Preparing Your Data in Tableau - dummies

Preparing Your Data in Tableau

By Molly Monsey, Paul Sochan

Tableau can work with a number of different data sources, depending on the edition of Tableau that you’ve licensed. Fortunately, true database applications enforce certain rules to ensure that each field in a record contains the proper type of data. For example, users can’t enter arbitrary text in numeric or date fields, because this would make it impossible to properly process the information contained in the database.

Tableau works with data where it lives, whether it’s in a database, files, or even in the cloud. Here, you discover how to work with file-based data sources such as Excel worksheets. Due to the lack of controlled data structure, there are advantages and disadvantages that you should know.

Using the data preparation features

Excel worksheets may include extraneous information or have things like blank columns in the middle of the data. Here’s an example of a worksheet with both of these problems.

This Excel worksheet is missing key information.
This Excel worksheet is missing key information.

Notice that Tableau isn’t showing the correct field names. What appear to be the field names are mostly showing up as data in the first row (although several fields display null to indicate that the contents are invalid based on the data type of the field). In addition, the field that’s labeled F5 appears to be completely filled with invalid data.

The reason that Tableau is having problems with the fields becomes clearer when you take a look at the worksheet back in Excel. You can see extra rows above the data and a blank column within the data. In addition, the worksheet contains text in cell A1 above the data table.

Looking at the worksheet reveals the problems.
Looking at the worksheet reveals the problems.

Tableau wants your Excel spreadsheet to look like a database table. What this means is that it expects the first row to contain column headers and each subsequent row to contain data values for each column. It expects the data type in each column to remain consistent and for there to be no extraneous spaces or text inserted anywhere in the spreadsheet.

If any of these conditions exist, you will either need to manually clean your spreadsheet or use Tableau’s Data Interpreter.

Fortunately, Tableau is pretty good at noticing a problem and will display a prompt asking whether you want its Data Interpreter tool to try to correct any problems that might exist. To see whether the Data Interpreter can fix the problems, just click the prompt’s Turn On button. Check out the results of using this tool on the example worksheet.

The Data Interpreter may be able to fix the problems.
The Data Interpreter may be able to fix the problems.

If you compare the different images above, you see that Tableau now shows the correct field names, no longer has null values in the first record, and has eliminated the empty column from the results.

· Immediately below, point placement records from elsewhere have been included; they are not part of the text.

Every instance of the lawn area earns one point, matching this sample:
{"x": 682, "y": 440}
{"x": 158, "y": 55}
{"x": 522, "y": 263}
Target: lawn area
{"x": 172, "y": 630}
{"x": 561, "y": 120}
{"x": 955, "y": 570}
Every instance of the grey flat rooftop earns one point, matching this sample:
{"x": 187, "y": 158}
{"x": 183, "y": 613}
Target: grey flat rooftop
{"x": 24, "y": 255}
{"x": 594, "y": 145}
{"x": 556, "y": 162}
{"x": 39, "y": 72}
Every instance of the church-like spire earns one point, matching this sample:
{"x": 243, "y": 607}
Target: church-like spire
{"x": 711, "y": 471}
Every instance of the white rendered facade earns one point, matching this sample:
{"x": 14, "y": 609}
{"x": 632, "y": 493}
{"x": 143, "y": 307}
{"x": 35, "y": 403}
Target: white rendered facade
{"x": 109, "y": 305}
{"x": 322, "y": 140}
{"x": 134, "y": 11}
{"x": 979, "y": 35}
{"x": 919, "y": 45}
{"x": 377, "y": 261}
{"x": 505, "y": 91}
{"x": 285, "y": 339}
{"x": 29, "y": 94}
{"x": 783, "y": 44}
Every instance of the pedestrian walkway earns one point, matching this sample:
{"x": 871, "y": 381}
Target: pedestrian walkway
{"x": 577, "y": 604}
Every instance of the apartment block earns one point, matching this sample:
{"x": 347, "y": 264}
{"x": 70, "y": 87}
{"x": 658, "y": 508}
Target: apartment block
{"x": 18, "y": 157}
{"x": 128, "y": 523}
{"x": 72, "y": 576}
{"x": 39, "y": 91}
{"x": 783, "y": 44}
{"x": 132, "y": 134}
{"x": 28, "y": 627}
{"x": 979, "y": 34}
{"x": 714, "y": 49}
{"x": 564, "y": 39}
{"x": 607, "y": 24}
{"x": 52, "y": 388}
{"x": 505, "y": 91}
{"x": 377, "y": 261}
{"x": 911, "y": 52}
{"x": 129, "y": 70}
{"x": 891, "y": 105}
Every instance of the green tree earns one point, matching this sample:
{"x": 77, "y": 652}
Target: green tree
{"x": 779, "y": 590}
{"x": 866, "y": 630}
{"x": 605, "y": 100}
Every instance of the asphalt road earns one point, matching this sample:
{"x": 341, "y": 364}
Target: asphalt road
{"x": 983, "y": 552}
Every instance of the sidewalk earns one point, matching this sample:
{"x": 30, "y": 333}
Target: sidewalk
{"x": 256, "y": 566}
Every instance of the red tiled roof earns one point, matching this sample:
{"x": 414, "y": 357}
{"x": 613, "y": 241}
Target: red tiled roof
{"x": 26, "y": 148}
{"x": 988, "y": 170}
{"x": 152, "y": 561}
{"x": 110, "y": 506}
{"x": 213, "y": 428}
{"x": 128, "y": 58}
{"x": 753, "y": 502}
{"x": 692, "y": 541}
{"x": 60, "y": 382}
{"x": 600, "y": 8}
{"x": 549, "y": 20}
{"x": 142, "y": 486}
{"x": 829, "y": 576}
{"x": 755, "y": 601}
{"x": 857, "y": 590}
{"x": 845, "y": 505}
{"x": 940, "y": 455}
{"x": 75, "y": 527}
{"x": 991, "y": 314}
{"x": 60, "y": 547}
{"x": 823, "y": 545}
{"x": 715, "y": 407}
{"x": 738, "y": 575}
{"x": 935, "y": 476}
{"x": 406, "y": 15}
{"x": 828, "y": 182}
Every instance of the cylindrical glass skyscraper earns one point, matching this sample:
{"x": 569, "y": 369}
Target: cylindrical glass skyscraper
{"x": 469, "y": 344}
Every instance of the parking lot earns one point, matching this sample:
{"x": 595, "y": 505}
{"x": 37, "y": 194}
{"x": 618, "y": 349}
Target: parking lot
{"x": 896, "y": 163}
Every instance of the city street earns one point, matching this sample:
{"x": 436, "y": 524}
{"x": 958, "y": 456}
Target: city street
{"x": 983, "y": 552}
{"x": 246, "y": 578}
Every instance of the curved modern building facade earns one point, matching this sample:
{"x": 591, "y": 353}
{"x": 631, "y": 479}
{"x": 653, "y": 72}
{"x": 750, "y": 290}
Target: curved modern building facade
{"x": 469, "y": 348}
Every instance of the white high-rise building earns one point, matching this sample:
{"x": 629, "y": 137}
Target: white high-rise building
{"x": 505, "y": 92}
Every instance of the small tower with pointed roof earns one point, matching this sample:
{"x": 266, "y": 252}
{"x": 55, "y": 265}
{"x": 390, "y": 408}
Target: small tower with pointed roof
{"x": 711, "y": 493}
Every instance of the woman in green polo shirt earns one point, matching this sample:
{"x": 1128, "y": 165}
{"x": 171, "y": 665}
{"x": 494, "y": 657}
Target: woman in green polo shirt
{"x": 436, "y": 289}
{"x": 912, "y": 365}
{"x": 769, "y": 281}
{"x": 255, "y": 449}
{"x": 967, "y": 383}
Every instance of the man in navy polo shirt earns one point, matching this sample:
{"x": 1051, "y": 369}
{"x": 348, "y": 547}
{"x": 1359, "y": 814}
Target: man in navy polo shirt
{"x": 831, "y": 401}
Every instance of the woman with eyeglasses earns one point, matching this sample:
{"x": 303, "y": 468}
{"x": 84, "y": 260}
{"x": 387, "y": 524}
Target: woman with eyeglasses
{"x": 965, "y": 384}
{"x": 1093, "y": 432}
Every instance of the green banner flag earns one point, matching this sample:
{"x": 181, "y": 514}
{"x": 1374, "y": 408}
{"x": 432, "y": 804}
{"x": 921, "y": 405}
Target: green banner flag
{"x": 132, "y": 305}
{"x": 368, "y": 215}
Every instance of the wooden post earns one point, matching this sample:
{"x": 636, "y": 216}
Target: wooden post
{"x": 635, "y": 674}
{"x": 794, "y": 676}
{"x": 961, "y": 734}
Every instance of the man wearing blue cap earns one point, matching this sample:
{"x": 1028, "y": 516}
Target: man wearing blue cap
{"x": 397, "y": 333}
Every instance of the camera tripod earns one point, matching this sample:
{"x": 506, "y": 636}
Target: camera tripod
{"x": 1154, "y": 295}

Always check the data preview area when creating new connections to ensure the data looks as you expect it to.

Targeting data sources for manual corrections

Although Tableau can correct many common types of layout and formatting issues automatically, some problems can only be corrected manually. Check below for an example of this type of issue. In this case, the ship dates in records 27 and 28 were not entered correctly, so they show as null rather than as actual dates. If you use this data in Tableau, these null values might give you invalid results.

The nulls noted are due to empty records in the source data.
The nulls noted are due to empty records in the source data.

You may not realize that your data contains null values until you actually start to perform your analysis. In this case, Tableau reports that the table contains a total of 9,994 records, so you may not be concerned about two null values.

Tableau helps you locate null values, which could also be errors that would need to be corrected in the source data. Although there are only two null values shown above in rows 27 and 28, there could be many more you can’t see without scrolling.

Null values just mean that a row contains an empty cell. This does not always mean there is an error in your data. Tableau is well aware of that fact, which is why it gives you options for dealing with null values. Yes, you can use the information Tableau provides to correct entries in the source data, but you can also have Tableau address the values using one of its many functions or remove values with the help of filters.